With respect to the film's subject, it is Noye's Fludde, a "miracle play" that the director acted in during his adolescent years - in this sense it provides a means of accessing the filmmaker's personal history; a means of conjugating the aesthetic with the autobiographic - which is refashioned in the image of Anderson's arch narrative: the broken, in one sense or another, family unit that is reaffirmed if not actually reconstituted at picture's end. In Moonrise Kingdom we have both examples - however tentatively in the case of the former - with twelve year-old runaway "khaki scout" Sam (Jared Gilman) ultimately finding a new foster father in bachelor police-captain Sharp (Bruce Willis). Anderson indeed recomposes his new family following "the region's worst meteorological disaster of the second half of the twentieth century," a 1965 hurricane of Biblical proportions that comes as the small island community is preparing for its annual production of the Britten opera. In Max Fischer lookalike Sam and the clear-rimmed spectacled Captain Sharp (see the director), Anderson seems to be replaying both his own biographical-cinematic past, while also filtering his personal experience of divorce during his childhood years through the young lead. Moonrise Kingdom certainly qualifies as a deeply psychoanalytic cinema, though a cinema that has been displaced not only onto a faux-New England setting, but also four years before the Texan Anderson's birth.

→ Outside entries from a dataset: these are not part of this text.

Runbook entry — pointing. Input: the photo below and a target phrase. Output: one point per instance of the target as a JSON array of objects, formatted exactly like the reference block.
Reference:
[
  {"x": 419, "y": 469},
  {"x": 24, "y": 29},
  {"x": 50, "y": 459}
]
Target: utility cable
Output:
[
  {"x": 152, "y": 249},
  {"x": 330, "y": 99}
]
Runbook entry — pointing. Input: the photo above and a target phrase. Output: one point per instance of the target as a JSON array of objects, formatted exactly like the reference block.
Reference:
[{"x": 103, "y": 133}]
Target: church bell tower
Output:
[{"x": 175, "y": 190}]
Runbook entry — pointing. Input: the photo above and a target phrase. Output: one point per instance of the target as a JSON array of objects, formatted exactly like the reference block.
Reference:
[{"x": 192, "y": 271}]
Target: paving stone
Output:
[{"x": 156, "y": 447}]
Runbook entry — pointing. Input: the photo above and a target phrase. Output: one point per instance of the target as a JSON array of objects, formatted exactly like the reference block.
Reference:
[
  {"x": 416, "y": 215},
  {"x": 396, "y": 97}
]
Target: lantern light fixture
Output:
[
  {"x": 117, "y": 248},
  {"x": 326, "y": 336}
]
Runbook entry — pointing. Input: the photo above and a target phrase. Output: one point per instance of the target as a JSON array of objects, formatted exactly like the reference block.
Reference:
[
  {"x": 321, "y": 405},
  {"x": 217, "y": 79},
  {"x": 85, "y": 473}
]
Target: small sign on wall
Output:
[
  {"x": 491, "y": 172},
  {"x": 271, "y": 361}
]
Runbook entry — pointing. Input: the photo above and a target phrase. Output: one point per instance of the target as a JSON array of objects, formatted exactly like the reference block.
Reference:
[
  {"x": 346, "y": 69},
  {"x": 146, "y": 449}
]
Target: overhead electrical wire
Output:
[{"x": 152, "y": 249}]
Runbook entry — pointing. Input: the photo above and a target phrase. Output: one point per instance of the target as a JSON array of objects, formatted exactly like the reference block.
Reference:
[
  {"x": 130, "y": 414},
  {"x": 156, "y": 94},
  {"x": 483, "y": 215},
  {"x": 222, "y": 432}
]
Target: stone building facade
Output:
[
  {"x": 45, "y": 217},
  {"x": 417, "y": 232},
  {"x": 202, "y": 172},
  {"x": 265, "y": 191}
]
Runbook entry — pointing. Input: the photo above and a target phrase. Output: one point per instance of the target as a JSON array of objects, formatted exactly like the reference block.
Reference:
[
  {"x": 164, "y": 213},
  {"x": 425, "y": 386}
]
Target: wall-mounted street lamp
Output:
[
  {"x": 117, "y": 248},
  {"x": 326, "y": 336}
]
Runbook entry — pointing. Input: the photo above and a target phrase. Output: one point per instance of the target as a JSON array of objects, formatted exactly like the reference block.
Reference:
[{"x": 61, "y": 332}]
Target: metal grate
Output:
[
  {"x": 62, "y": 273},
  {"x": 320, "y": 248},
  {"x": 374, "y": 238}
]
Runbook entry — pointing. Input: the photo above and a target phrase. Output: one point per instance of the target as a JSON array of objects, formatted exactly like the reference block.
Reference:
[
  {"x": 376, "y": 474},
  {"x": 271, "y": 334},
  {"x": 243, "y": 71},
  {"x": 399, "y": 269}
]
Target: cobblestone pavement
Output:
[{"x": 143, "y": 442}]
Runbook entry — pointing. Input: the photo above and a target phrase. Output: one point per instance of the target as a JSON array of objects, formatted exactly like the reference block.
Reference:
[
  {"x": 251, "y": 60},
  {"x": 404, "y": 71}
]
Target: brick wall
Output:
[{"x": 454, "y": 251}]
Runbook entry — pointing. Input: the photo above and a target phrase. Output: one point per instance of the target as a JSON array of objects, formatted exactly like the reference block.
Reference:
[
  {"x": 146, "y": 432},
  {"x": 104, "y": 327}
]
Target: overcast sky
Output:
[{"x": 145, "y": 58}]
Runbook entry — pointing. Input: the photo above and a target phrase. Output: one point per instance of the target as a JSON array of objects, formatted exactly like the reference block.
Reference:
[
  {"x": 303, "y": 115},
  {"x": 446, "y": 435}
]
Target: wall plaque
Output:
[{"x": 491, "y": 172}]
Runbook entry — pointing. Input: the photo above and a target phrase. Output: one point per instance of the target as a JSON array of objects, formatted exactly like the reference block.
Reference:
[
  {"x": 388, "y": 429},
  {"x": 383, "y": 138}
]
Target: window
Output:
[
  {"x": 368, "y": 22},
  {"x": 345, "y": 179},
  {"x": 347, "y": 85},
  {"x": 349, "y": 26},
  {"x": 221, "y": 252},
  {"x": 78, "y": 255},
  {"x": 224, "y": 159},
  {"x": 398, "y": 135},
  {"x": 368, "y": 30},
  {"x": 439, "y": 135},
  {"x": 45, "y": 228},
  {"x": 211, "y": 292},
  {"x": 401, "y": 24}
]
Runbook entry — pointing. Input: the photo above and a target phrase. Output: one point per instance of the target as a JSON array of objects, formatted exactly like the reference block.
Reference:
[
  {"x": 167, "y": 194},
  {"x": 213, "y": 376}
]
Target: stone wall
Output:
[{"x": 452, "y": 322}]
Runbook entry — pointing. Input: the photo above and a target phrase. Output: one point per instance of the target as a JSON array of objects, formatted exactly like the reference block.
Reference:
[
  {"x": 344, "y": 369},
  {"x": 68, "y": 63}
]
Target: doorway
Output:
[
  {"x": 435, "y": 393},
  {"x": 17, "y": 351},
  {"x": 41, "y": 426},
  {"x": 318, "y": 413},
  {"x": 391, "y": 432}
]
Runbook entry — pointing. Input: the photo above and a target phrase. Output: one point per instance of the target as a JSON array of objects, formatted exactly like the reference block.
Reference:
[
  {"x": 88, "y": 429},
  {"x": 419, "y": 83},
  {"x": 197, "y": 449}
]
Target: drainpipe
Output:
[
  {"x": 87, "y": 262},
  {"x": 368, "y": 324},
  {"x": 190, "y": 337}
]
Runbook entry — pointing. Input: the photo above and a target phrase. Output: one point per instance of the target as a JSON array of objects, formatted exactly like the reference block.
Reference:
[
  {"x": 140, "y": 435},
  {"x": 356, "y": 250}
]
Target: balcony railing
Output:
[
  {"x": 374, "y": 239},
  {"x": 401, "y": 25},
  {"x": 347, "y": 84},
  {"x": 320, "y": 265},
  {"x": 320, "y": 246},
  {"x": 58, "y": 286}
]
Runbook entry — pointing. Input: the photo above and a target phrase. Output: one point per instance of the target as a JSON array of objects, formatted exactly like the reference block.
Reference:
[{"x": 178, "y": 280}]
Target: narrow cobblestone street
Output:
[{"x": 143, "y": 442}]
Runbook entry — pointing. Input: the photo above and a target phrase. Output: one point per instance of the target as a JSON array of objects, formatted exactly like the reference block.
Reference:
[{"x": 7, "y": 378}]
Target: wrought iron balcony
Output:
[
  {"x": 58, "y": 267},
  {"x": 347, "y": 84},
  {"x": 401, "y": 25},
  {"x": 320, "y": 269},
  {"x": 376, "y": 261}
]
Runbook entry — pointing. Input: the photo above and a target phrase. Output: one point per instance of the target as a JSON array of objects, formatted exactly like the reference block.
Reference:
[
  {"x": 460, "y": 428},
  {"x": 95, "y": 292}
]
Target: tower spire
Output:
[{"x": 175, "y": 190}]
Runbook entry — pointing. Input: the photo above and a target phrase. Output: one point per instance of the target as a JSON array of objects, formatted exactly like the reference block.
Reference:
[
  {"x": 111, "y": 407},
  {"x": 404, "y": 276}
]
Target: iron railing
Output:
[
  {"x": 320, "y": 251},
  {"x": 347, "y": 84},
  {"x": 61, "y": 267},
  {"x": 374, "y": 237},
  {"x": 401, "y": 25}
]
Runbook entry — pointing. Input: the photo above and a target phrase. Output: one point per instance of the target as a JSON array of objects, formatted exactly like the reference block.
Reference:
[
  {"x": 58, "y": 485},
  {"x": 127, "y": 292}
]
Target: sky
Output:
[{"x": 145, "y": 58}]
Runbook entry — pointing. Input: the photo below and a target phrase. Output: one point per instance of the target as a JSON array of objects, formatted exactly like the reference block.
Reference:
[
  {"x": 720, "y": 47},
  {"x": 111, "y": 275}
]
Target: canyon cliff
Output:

Moonrise Kingdom is no less notable as an emblematic narrative for Anderson's "Generation X," both in terms of that familial breakdown that disproportionately impacted the children of the 1970s and also of the post-modern culture that would reach its cinematic apogee amid and immediately after the peak of the VHS era. Anderson's postmodernism to be sure is ever apparent in Moonrise Kingdom's constituent combination of high art and kitsch, in his narrative taste for inventory (and letter writing) and what amounts on some level to his construction of joke diegetic worlds. In his exploration of the latter, Anderson shows a predilection for fluid, metronymic camera movements, flash pans and hard comedic cuts, whether he is mapping the dollhouse-like space in which the lead Bishop family resides at Summer's End or showcasing Camp Ivanhoe to the rhythmic beat of a snare drum. As with Rushmore (1998) and the four features that would follow it, Moonrise Kingdom emphasizes the artifice which provides the major-key for Anderson's art; there is in his latest, as ever, a very strong sense of an extrinsic narrator behind this fetishized, if still largely invented world. His is a cinema of aesthetic mediation.